Dapagliflozin significantly preserved ejection fraction and reduced radial and longitudinal strain impairment in mice treated with doxorubicin and a HER-2 inhibitor (p < 0.001).
Does dapagliflozin prevent cardiac dysfunction and injury in a preclinical mouse model of sequential doxorubicin and HER-2 inhibitor therapy?
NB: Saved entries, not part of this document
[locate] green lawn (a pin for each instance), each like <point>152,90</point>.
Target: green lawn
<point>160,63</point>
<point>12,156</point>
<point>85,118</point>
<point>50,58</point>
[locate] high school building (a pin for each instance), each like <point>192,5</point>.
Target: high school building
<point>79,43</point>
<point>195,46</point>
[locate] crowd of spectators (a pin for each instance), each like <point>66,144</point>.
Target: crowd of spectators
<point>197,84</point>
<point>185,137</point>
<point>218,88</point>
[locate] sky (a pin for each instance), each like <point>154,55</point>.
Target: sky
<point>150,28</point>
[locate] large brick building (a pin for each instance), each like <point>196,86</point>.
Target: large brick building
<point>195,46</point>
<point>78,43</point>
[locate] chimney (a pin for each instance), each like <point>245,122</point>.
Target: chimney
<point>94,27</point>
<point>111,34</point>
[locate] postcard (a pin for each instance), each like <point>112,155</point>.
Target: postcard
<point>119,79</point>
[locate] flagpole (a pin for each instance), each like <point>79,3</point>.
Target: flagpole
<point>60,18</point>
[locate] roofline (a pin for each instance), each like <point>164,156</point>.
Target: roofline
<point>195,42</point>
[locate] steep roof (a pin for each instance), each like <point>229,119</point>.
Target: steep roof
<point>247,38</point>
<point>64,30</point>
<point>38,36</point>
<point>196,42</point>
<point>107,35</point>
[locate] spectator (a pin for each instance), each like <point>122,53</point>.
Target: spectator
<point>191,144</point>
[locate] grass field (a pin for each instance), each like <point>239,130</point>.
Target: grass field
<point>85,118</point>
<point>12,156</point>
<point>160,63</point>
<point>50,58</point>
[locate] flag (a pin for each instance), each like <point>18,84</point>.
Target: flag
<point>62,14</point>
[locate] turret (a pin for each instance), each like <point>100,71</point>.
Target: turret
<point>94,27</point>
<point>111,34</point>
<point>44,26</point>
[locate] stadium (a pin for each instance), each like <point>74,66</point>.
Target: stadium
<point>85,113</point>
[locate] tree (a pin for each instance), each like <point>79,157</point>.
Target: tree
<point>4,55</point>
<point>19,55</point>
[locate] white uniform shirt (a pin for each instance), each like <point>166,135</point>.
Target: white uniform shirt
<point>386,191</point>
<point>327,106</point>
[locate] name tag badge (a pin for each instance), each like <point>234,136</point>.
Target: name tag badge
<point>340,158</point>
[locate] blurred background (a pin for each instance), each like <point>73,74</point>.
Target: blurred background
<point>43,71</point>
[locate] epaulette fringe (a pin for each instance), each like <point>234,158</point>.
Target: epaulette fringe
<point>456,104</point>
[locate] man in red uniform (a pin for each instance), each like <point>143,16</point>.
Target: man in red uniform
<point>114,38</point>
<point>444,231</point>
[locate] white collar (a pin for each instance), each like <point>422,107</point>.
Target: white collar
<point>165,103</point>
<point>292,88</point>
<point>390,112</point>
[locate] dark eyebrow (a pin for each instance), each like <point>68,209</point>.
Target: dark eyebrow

Dapagliflozin effectively mitigates early cardiac dysfunction and biomarker evidence of injury in a preclinical model of sequential anthracycline and HER-2 inhibitor therapy, suggesting a potential cardioprotective role in cardio-oncology.
p-value: p=<0.001
Anthracyclines and human epidermal growth factor receptor 2 (HER-2) inhibitors are cornerstone therapies for breast cancer but are associated with significant cardiotoxicity. While sodium–glucose cotransporter 2 (SGLT2) inhibitors such as dapagliflozin have demonstrated cardio–renal protective effects during anthracycline treatment, their efficacy in preventing cardiotoxicity from sequential anthracycline and HER-2 blockade remains poorly understood. This study investigates the cardioprotective role of dapagliflozin in a preclinical model of chemotherapy-induced cardiotoxicity. Female C57Bl/6 mice were divided into four groups and treated for 10 days as follows: (1) a normal control group receiving saline (sham); (2) a model control group receiving doxorubicin (2.17 mg/kg/day for 5 days) followed by HER-2-blocking monoclonal antibody (2.25 mg/kg/day for 5 days); (3) a dapagliflozin-only group (10 mg/kg/day via oral gavage); and (4) a treatment group receiving the combination of doxorubicin, HER-2 inhibitor, and dapagliflozin. Cardiac function was assessed using echocardiography (VEVO 2100). Biomarkers of myocardial injury and inflammation (NLRP3, MyD88, CXCR4, H-FABP, troponin-T, and cytokines) were quantified via ELISA and immunohistochemistry. Circulating markers such as mitofusin-2, cardiac myosin light chain, malondialdehyde (MDA), and 4-hydroxy-2-nonenal (4-HNE) were also measured. Dapagliflozin significantly preserved the ejection fraction and reduced both radial and longitudinal strain impairment in mice treated with the doxorubicin–HER-2 inhibitor combination (p < 0.001). Levels of myocardial NLRP3, MyD88, CXCR4, H-FABP, interleukin-1β, and troponin-T were significantly lower in the dapagliflozin-treated group compared to the chemotherapy-only group. Serum markers of oxidative stress and cardiac injury, including mitofusin-2, MDA, 4-HNE, BNP, and high-sensitivity C-reactive protein (hs-CRP), were also reduced by dapagliflozin treatment. Our findings demonstrate that dapagliflozin effectively mitigates early cardiac dysfunction and injury in a preclinical model of sequential doxorubicin and HER-2 inhibitor therapy.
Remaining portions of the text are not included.